A Marinha realizou, em 26 de agosto de 2026, o primeiro Simpósio de Comunicação Estratégica, em Brasília. O encontro reuniu militares, acadêmicos, especialistas e estudantes para discutir como comunicação, Relações Institucionais e Governamentais (RIG) e diálogo com a sociedade podem apoiar os objetivos da Força. A organização foi do Centro de Comunicação Estratégica da Marinha (CCEM) em parceria com o Centro Universitário de Brasília (CEUB).
Segundo informações apresentadas durante o simpósio, a iniciativa integra um processo de transformação que busca levar a comunicação da Força a um novo patamar institucional. O Diretor do CCEM, Vice-Almirante Vagner Belarmino de Oliveira, explicou que a mudança pretende atualizar a tradição de 65 anos de Comunicação Social da Marinha, fazendo da comunicação uma ferramenta voltada ao fomento e ao desenvolvimento da instituição.
De acordo com o CCEM, a Comunicação Estratégica não se limita à produção de conteúdos e divulgação de atividades. O foco inclui alinhamento conceitual, relacionamento com públicos de interesse, articulação institucional e o fortalecimento do diálogo com RIG. O simpósio também buscou qualificar tecnicamente as práticas e ampliar a divulgação da Política de Comunicação Estratégica da Marinha entre seus públicos.
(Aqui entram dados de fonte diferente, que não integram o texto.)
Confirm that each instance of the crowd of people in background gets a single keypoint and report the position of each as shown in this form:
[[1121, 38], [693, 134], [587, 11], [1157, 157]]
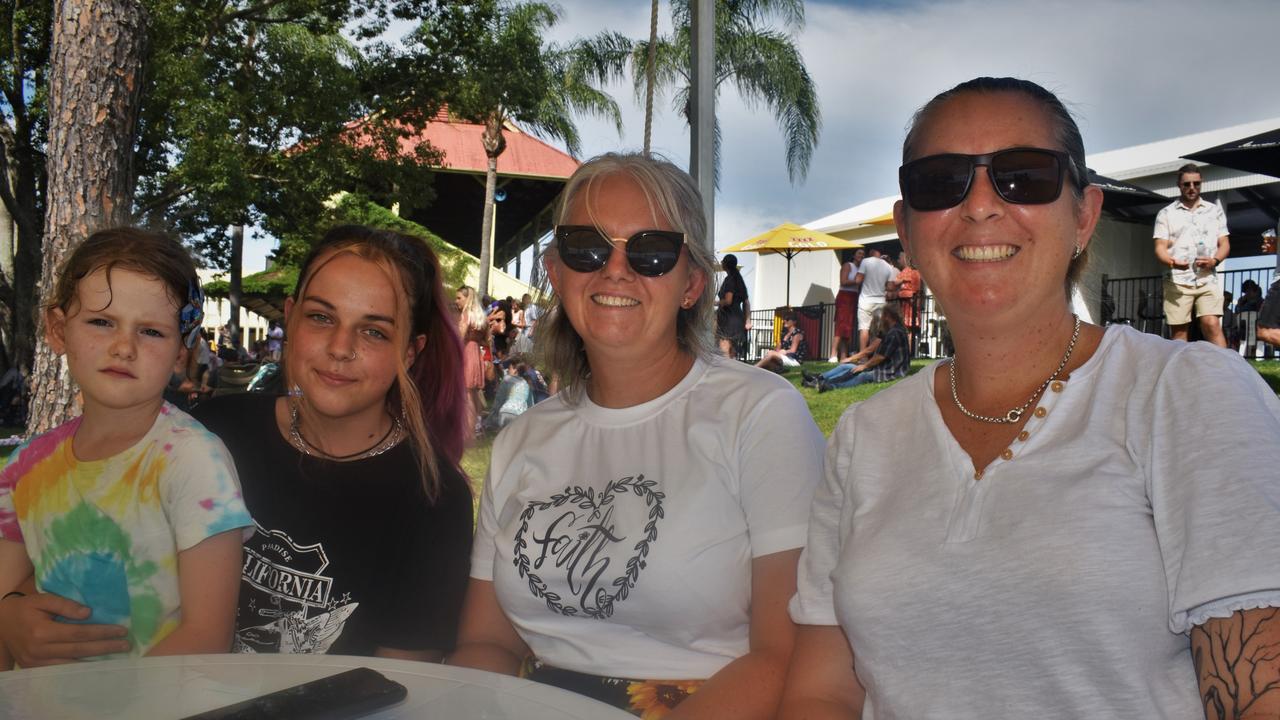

O que está mudando na comunicação da Marinha
A transformação ganhou marco em outubro de 2025, quando o então Centro de Comunicação Social da Marinha passou a se chamar Centro de Comunicação Estratégica da Marinha. A alteração, segundo a Força, não foi apenas administrativa: representa a inserção da comunicação em um processo institucional mais amplo, com metas de aprimoramento técnico e de alinhamento conceitual.
Para o CCEM, o simpósio em Brasília materializa uma etapa desse percurso, que é gradual. A proposta é integrar a comunicação às demais dimensões da gestão, ampliando sua contribuição para os objetivos estratégicos da Marinha.
Comunicação Estratégica e RIG: diálogo ampliado
Um dos eixos do encontro foi a interface entre Comunicação Estratégica e Relações Institucionais e Governamentais. Representando a ABRIG, Thomaz Pires abordou a necessidade de aproximação entre as áreas. A perspectiva apresentada indica que a comunicação estratégica não se restringe às narrativas: engloba também questões institucionais, relacionamento e cooperação, o que amplia o conjunto de atores envolvidos e aproxima a atividade de outras dimensões da gestão.
Universidade no centro do debate
A parceria com o CEUB levou a comunidade universitária para o centro da discussão. O professor Bruno Nalon, coordenador de cursos de Comunicação Social da instituição, ressaltou o potencial de compartilhamento de conhecimentos entre universidade e Marinha. Segundo os organizadores, essa aproximação é de mão dupla: a Força compartilha sua experiência, enquanto docentes, pesquisadores e estudantes oferecem perspectivas do ambiente acadêmico.
Os relatos de participantes também destacaram o papel formativo do simpósio. Frederico Filho, estudante de Direito do CEUB, afirmou que o encontro ajudou a aprofundar o entendimento sobre a Marinha e sobre a função da Comunicação Estratégica na Força. Já Joana Batista Mizuno, aluna de Marketing Digital, apontou ganhos para a formação acadêmica e para uma visão mais crítica de estratégias de comunicação, observando que muitas pessoas conhecem a Marinha, mas não necessariamente a extensão de suas atividades.
Processo em andamento: do CCEM ao simpósio
Segundo o CCEM, o simpósio não deve ser visto isoladamente. Ele integra um movimento que envolve qualificação técnica, alinhamento conceitual e maior disseminação da política de comunicação entre os públicos de interesse. Para uma instituição de abrangência nacional, comunicar implica dialogar com perfis diversos, o que exige ampliar compreensão e coordenar relacionamentos institucionais.